LE PANTOUFLAGE EN FRANCE

Il existe en France un entre-soi de caste : on sort souvent du même milieu, des mêmes grandes écoles. Il y a ensuite l’entre-soi des portes tournantes entre le privé et le public, entre les cabinets de lobbying et les cabinets d’élus. 

Pantoufler, c’estPasser de la haute fonction publique au secteur privé. On le dit particulièrement des fonctionnaires qui ont fait l’École nationale d’administration (ENA) ou l’École polytechnique. La « pantoufle » est un terme d’argot de Polytechnique, qui représente les sommes perçues pendant la formation et qu’un haut fonctionnaire doit rembourser s’il quitte le privé sans avoir fait les dix ans dans le public auxquels il était engagé.

D’une manière générale, le secteur privé compte beaucoup sur la haute fonction publique pour lui fournir des cadres dirigeants. Parmi les anciens élèves de l’ENA, environ 16 à 17 % sont passés du public au privé, en moyenne. Mais il y a beaucoup de variations d’un corps d’État à un autre. Le pantouflage est particulièrement répandu parmi les énarques du prestigieux corps de l’inspection des générale des Finances (IGF).  49 % des inspecteurs des finances sont passés dans le privé ou des filiales privées de groupes publics.  En grande majorité, les départs se font en direction du secteur financier, des assurances et immobilier ainsi que des entreprises industrielles. On peut aussi appliquer le terme de pantouflage, de manière plus large, aux femmes et hommes politiques qui, au terme de leur mandat, rejoignent le privé.

Le pantouflage crée un soupçon permanent de conflit d’intérêts, qu’il soit ou non fondé. Il y a un problème de confiance dans la transparence et la rigueur des affaires de l’État. Quelle que soit l’honnêteté des personnes, elles ont participé à des réseaux, gardent des contacts, ont noué des relations.

Certains pensent que le pantouflage  permet  à l’État d’être plus efficace. Les hauts fonctionnaires d’aujourd’hui peuvent appeler d’anciens hauts fonctionnaires passés dans des banques ou une entreprise de BTP, pour discuter de la faisabilité d’un programme de développement pour une banlieue, des infrastructures, un projet d’investissement. Cela permet d’éviter la fracture entre l’État et le monde des affaires privées

Il n’est pas rare qu’un-e ancien-ne haut-e fonctionnaire se retrouve à la tête d’une entreprise du CAC40. Plus de la moitié des grands patrons français sont polytechniciens (30%) ou énarques (23%). Même dans les entreprises du CAC40 n’ayant jamais été nationalisées, on compte une présence importante d’ancien-ne-s haut-e-s fonctionnaires aux postes à responsabilité. C’est le cas à Veolia ( Vinci  ou à Vallourec ).
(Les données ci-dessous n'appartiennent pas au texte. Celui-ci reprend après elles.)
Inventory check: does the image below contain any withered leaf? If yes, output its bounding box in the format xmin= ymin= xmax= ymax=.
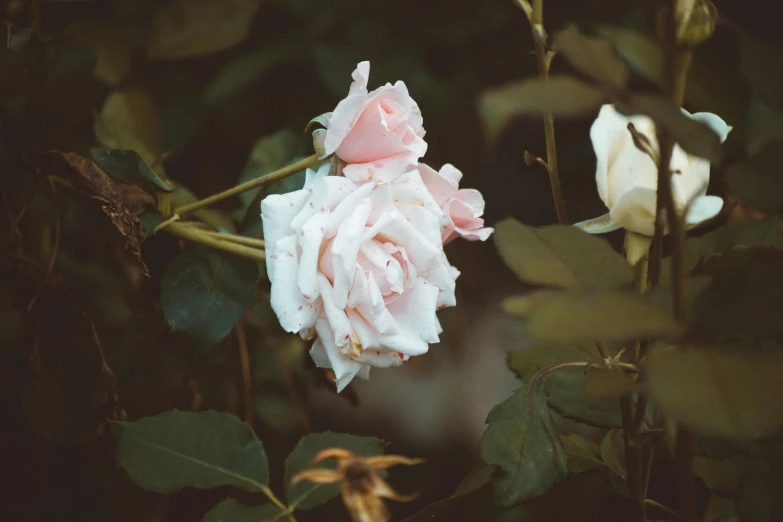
xmin=38 ymin=151 xmax=156 ymax=275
La finance jouant un rôle prédominant dans l’économie, les pantouflages vont bon train dans les fonds d’investissement et les banques d’affaires . Une telle expérience peut ainsi s’avérer «enrichissante», avec des rémunérations plus attractives que dans le public. Peuvent s’y ajouter des revenus supplémentaires, par exemple liés à la présence dans les conseils d’administration des entreprises du CAC40. Le pantouflage peut s’avérer payant pour celleux qui le pratiquent ; il en va de même pour les entreprises qui les recrutent. Ces dernières recherchent parfois moins des compétences qu’un carnet d’adresses bien garni au sein des services de l’Etat – un investissement qui peut permettre de faciliter l’accès à l’administration dans le cadre d’activités de lobbying, par exemple au moment de la préparation de textes de loi,  ou bien la complaisance de haut-e-s fonctionnaires qui n’oseront peut-être pas contrarier un possible employeur…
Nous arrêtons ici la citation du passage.